The search for solutions
Aegis Life thinks otherwise. The Entos Pharmaceuticals spinout is positioning its Fusogenix platform as a true ‘second-generation’ LNP-based gene delivery technology for getting DNA to its target without any extra tools. Whereas Pfizer and Moderna’s LNPs deliver their payloads thanks to ionisable cationic lipids that assume a positive charge (and therefore become toxic) in contact with cells, Aegis Life’s incorporate a fusion protein like those that occur naturally on viral vectors – only much smaller and stealthier.
“We like LNPs,” says Jiang. “They have nice properties to encapsulate payloads and are much more flexible than viruses, but, with the positive charge on the surface, they basically barge into the cell by knocking down the door. That creates collateral damage and toxicity.” In the terms of that metaphor, viral vector vaccines use fusion proteins to carefully pick the locks on cells – not causing any harm, but leaving just enough evidence to convince the immune system to upgrade its security. Contrast Aegis Life’s fusion-associated transmembrane (FAST) protein – the only known fusion protein that doesn’t cause immunogenicity: it enters cells with a skeleton key.
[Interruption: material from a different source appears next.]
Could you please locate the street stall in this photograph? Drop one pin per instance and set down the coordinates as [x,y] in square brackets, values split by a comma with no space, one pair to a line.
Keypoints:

As a result, the Fusogenix platform can be used to simultaneously deliver multiple genetic payloads (whether RNA or DNA) intramuscularly, systemically or orally – over and over again. Aegis Life has also found that, because its DNA survives and functions inside cells for two to three months – compared with the couple of days that injected mRNA takes to degrade – it can be used for single-shot vaccines without compromising the immune response.
Like all the approved vaccines, Aegis Life’s first formulation, which is moving into phase II trials, targets the spike protein. Following it up the pipeline, though, is a vaccine that delivers DNA encoding for the spike, envelope and membrane proteins. As almost all coronavirus mutations affect the spike protein, vaccine delivery systems that can multiplex in this way are likely to be variant proof.
“What we have, potentially, is a vaccine that only requires one dose, and that can be shipped at room temperature or in a refrigerator,” beams Jiang. “At room temperature, it will last for a month; and in a refrigerator, it will last for a year. It’s cheap, it's easy to distribute and it only requires one shot. That’s what we think the world needs right now.”
Developers of other DNA vaccine candidates would make the same claim. Aegis Life is working towards a vaccine that could be delivered via a single tablet within five years, but, in partnership with Merck, Canadian start-up Symvivo already has an oral DNA vaccine delivered by bacterial vectors in clinical trials. The next race, the one that might end the pandemic – and change what it means to be vaccinated – is just getting started.